This update is from a recent meeting of ASK Daegu. Each member contributed something to the message that follows. We pray that our group encourages you in the same way that it encouraged all of us.
Read Proverbs 8
Why do good people do bad things? Why do intelligent people do foolish things? Why is there a desire in our heart to shun wisdom for the sake of personal pride and ambition?
The truth is, they do and we do.
The heart of man is under a powerful delusion that nothing is more important than the self and the world. From within this delusion it is not only difficult to pursue wisdom for wisdom’s sake, but we often view wisdom as the antagonist in our own stories. We don’t like to be told what we need to do. Even though we might quietly agree that the wise advice is good, for the sake of our pride we will pursue a path of potential destruction just so that we can ultimately discover and validate the advice on our own.
Ironically, even while we shun wisdom we lash out in anger that wisdom seems so far away when we need it. We cry out, “Where is wisdom?” We proclaim, “If only I had known.” In doing this on a regular basis we come to the root of the issue at hand. The heart.
Until we are willing to investigate thoroughly the shortcomings of our hearts, we will be trapped between self-sabotaging ego one day and hopeless vulnerability the next. Until we realize that we are not simply lost, but that left to our own desire we will seek division and not peace, hatred not love, and death not life, we will continue down a path of a self-imposed delusion from which God pleads for us to break.

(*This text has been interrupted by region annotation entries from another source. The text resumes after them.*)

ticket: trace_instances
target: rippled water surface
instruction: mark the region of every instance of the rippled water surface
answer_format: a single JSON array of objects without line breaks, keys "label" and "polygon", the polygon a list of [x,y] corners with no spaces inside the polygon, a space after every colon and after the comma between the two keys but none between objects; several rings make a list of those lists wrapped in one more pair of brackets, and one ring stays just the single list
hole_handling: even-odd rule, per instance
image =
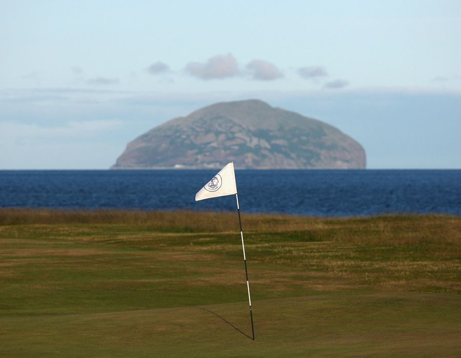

In Jesus Christ we have the embodiment of God’s character, word and wisdom. We are, inevitably, offended by his words, because they are rooted in the reality that he is King and we are not. However, only by accepting his authority will we discover that not only do we desperately need his wisdom, but also that his wisdom is for our benefit, personally and collectively. His words judge, but do not condemn. The wisdom of God in Jesus Christ identifies the disease in our heart, and offers the cure. Why do we shun his words? Why do you?